The company has clearly made efforts to reduce emissions, but how carbon neutrality has been achieved deserves closer examination.
By my calculations the expectation is that by the end of 2010 emissions will be down by about a third on 2007 levels. But lets put this in context. The Kyoto protocol looked to developed nations to reduce emissions by around 8% by 2012 on 1990 levels. The UK and Europe are now also looking to reduce emissions by around 30% by 2020, based on 1990 figures.
In AT Kearney’s case more than 80% of emissions come from travel. That’s not likely to have changed much over the years and the extent of travel will be closely related to revenue.

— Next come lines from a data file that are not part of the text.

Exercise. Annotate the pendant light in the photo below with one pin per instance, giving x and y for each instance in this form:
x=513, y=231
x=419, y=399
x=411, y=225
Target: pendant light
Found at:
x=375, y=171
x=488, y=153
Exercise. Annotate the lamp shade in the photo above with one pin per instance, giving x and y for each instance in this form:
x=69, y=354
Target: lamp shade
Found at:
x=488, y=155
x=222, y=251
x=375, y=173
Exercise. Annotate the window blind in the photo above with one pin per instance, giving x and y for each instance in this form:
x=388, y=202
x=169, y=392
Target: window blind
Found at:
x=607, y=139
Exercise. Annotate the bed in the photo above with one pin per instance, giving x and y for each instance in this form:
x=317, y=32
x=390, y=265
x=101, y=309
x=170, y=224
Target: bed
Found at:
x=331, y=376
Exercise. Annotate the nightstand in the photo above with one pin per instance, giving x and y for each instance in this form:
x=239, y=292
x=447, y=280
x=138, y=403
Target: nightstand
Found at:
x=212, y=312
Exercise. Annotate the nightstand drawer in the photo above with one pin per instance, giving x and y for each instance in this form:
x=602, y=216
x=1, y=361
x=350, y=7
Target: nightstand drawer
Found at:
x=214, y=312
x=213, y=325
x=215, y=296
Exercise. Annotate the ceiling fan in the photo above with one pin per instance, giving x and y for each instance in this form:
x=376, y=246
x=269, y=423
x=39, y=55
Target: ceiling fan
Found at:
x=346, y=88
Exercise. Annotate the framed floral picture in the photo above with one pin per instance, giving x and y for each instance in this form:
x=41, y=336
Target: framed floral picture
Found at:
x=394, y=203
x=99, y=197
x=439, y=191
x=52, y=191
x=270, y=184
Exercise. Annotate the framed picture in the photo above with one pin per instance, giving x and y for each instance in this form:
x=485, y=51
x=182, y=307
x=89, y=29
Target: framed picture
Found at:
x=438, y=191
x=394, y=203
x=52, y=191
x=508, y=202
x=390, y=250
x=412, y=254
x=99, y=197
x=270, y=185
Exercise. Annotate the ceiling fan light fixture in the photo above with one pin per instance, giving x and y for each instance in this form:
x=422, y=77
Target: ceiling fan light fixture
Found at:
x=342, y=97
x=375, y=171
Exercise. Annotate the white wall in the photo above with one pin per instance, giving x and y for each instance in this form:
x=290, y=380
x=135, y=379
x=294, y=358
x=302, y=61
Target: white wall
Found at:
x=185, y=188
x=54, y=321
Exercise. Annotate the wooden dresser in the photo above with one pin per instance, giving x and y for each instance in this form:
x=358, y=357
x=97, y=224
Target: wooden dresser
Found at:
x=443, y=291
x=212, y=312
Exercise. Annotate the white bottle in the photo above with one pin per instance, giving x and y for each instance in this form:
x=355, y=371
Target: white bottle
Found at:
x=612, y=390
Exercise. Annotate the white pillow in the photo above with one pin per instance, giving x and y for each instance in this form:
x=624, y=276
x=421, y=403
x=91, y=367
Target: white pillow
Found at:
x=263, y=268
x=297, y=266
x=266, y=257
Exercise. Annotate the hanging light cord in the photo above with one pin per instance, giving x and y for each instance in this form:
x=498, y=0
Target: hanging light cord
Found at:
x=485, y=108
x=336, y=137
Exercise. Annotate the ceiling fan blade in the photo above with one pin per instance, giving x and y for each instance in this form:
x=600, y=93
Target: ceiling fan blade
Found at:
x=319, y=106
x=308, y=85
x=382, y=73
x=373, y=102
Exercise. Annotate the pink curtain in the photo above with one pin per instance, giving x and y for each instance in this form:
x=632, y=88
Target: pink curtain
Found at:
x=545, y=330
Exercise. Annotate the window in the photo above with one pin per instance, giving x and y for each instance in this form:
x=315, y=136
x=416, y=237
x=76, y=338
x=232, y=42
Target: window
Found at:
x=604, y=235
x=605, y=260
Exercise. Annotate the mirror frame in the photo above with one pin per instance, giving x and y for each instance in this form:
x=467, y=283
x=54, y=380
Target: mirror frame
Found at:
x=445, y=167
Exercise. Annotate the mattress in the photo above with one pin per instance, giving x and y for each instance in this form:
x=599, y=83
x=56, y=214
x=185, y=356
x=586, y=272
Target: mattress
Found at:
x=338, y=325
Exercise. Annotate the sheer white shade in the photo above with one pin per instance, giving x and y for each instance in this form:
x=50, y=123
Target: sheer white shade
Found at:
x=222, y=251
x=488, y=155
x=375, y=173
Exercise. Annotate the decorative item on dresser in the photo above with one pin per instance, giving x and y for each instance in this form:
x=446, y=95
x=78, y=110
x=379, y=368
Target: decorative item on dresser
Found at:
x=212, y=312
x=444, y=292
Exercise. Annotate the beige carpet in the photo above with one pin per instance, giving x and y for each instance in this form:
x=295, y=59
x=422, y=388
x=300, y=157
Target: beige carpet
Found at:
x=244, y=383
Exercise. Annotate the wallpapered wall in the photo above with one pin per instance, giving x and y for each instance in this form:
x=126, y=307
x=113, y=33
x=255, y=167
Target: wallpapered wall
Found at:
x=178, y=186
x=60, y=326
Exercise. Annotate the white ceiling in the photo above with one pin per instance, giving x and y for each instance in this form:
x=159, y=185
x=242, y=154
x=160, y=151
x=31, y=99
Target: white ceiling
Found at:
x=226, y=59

A quick search suggests that the company’s revenue in 2007 was about four times what it was in 1990. So the 35% reduction on 2007 means emissions are probably still 2-3 times higher than they were in 1990.
In AT Kearney’s case, becoming carbon neutral is primarily achieved by the purchasing of offsets. The firm talks of ‘climate-protecting projects meeting the highest international quality standards’. I’m sure they are, but not all offsets are achieving the savings they are intended to, there is a limited number of quality offset schemes to go round and they’re not the solution for addressing emissions in the economy as a whole.
The real emphasis needs to be on reducing emissions internally. AT Kearney points to travel as the main cause, but talks about its sophisticated tools for calculating emissions from travel, not about the use of alternatives, such as videoconferencing and teleconferencing, to reduce them. Cutting down on travel is a controversial issue in the consulting industry, but it will be necessary part of reducing emissions in the longer term.
Of course AT Kearney is not alone. Many consultancy organisations are having to address their emissions, a lot of them in the IT sector. The saving grace is that, as AT Kearney puts it; “The firm’s carbon neutrality is part of a broader initiative designed to deliver sustainable, environmentally sound results to A.T. Kearney’s global client base”. In a nutshell, consultancies need to be leading by example. But where they make most impact is probably in the advice they give to a broad base of corporate clients.